Quando i maritozzi saranno lievitati – non ci vorranno meno di due ore [come sarebbe a dire “l’hai appena detto”?! Lo so. Volevo vedere se stavate attente.] metteteli nel forno ben caldo.

I maritozzi debbono cuocere in sei o sette minuti al massimo [Attention… trois, deux, un… ffffuuiiiit… mi gioco il jolly! Tutti al fil rouge!]e riuscire di un colore scuro.

Una più lunga permanenza nel forno produrrebbe la crosta, togliendo ai maritozzi la loro morbidezza caratteristica.
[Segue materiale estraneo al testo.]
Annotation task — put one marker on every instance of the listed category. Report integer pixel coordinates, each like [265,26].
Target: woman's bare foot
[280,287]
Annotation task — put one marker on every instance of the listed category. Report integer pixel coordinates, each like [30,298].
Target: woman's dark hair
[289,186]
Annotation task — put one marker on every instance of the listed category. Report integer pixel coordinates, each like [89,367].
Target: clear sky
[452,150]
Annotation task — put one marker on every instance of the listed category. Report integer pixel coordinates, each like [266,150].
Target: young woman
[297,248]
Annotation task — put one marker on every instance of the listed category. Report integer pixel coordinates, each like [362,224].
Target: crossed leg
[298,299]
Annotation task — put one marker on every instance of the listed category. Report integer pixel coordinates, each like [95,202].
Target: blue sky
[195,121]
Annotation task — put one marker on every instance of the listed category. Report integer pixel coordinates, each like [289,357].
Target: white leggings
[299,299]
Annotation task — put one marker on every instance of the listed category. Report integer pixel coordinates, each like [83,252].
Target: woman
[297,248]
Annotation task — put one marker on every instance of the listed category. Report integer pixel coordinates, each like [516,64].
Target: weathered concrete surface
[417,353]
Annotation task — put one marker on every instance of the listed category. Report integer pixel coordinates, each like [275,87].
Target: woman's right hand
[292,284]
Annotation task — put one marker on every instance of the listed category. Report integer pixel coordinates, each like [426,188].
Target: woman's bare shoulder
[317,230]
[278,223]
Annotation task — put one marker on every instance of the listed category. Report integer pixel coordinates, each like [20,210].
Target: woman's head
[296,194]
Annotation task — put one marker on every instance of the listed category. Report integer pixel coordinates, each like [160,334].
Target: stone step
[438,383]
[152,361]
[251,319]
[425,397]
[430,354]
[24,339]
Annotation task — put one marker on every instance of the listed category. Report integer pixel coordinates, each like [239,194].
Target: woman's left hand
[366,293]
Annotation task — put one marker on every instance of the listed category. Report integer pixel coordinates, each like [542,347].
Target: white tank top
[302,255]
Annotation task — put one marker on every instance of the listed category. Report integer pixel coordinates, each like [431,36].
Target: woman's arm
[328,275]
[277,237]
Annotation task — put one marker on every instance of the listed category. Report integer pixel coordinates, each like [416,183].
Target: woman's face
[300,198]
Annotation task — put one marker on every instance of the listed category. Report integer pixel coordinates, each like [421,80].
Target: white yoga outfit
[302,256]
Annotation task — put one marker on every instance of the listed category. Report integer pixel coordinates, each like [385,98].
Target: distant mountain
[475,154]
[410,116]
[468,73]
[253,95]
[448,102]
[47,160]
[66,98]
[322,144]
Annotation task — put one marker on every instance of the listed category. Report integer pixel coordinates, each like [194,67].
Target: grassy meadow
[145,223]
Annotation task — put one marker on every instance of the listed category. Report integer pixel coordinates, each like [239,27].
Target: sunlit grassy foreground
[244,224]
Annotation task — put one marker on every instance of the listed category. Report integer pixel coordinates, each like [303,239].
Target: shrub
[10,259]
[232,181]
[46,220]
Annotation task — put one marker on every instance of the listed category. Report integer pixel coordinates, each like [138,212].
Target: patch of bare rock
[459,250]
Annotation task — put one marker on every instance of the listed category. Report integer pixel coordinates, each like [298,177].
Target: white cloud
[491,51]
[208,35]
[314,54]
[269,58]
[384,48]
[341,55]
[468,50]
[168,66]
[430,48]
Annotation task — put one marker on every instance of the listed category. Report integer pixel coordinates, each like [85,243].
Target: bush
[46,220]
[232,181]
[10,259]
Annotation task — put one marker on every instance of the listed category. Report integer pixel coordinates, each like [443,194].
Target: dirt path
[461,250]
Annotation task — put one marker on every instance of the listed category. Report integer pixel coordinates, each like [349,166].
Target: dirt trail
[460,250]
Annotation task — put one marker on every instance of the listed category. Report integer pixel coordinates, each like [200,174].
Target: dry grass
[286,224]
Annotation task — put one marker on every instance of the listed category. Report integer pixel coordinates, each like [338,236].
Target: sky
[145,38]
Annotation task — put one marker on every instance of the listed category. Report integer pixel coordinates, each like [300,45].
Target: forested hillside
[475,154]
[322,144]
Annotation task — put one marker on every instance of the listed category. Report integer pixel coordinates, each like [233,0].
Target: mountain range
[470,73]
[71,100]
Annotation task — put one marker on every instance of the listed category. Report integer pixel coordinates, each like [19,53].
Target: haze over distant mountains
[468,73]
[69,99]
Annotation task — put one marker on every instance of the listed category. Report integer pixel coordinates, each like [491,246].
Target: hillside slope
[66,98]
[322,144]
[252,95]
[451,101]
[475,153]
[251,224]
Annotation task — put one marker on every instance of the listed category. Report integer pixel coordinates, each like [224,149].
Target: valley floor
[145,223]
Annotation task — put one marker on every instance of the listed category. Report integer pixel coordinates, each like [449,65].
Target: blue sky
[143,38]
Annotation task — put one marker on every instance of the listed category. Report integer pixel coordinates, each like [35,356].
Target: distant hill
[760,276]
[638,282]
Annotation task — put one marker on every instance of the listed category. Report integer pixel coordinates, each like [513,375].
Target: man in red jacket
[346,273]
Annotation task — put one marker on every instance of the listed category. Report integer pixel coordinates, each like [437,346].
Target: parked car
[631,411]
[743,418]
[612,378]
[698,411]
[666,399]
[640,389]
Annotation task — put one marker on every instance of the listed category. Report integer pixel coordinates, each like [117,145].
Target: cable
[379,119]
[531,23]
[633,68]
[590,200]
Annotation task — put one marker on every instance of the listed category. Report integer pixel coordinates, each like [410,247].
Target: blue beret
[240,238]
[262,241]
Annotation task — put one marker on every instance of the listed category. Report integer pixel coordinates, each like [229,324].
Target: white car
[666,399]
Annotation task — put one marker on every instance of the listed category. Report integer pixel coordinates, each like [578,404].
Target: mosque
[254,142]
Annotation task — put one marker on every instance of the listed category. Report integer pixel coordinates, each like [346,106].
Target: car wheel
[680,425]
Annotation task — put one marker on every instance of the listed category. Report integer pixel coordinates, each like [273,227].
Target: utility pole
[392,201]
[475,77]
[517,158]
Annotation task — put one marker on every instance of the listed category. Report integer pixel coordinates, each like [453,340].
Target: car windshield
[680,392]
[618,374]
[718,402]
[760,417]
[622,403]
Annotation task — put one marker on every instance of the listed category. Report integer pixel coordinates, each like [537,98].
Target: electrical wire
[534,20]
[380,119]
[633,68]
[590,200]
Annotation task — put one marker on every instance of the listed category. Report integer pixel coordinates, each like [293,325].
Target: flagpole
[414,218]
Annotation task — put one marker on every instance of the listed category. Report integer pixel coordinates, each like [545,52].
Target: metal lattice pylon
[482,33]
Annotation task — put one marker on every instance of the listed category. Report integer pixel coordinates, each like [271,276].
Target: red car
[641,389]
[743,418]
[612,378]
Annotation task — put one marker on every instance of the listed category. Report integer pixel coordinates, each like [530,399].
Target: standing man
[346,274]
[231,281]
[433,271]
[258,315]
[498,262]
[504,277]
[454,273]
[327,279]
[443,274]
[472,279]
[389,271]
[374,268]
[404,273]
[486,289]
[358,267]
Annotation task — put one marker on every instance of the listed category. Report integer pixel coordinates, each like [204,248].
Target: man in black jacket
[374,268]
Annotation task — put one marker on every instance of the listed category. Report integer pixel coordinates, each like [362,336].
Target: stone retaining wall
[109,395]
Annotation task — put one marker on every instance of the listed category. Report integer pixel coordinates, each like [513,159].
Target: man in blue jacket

Appena cotti estraeteli dal forno [senza presine! Siamo cuoche massicce, noi!] e passate sopra ognuno, servendovi dello speciale pennello [che certamente non avrete, essendo pressappochiste degeneri, ma facciamo finta] uno sciroppo denso fatto con una cucchiaiata di zucchero e pochissima acqua, rimettendoli un istante nel forno tiepido [sì, sempre quel forno che vi ha ustionato prima. Ora è tiepido, va bene?!] per fare asciugare lo zuccchero.

Con questa dose otterrete circa dodici maritozzi [e se sono undici, li mangiate tutti e undici e via, da capo]

Ma siccome Ada è una donna sadica e cattiva molto attenta alla completezza ed esaustività delle informazioni che ci dà, ecco anche una versione… decisamente meno quaresimale (così fate il raffronto).

Maritozzi al burro

Il maritozzo classico, essendo fatto per il periodo di magro stretto [lasciate stare il trascurabile particolare che i maritozzi hanno l’impatto calorico di una bomba H] va impastato con l’olio.

Però molte pasticcerie confezionano dei maritozzi al burro, un po’ più piccini di quelli tradizionali [e te credo, Ada, se no li chiamavano Mattoni]

Sono squisiti specie col tè o col caffè e latte [e d’altro canto voi avrete senza dubbio le tazze da caffè e latte, no? No?!]

Il procedimento è in tutto uguale al precedente [quindi non mi fate ripetere, distrattone]. Fate il lievito come abbiamo spiegato [tu! Laggiù! Ripeti: come abbiamo spiegato?!] e con le stesse dosi, e quando avrà raddoppiato il volume impastatelo con cinque cucchiaiate ben colme [tirchione, non lesinate come al solito], un uovo intiero, mezzo ettogrammo di burro [senza sugna. Lo so. Son brutte cose] un pizzico di sale e una piccolissima quantità di acqua tiepida, per avere una pasta piuttosto molletta.

Quando la pasta sarà ben battuta [per buona misura ditele anche delle parolacce], lavorata e inzuccherata, fatene una palla; e per i canditi, l’uva, i pinoli, la lievitura [lievitura!] e la cottura procedete in tutto come sopra [ebbasta. Sempre tutto io vi devo spiegare]. Se volete potrete aggiungere nello sciroppo un nonnulla di vainiglina [perchè se no sa di poco]

Ecco.

Vi abbiamo presentato la Quaresima di privazioni di Ada Boni, direttamente dal 1935.

Dal canto mio, ho una voglia di maritozzo che metà basta.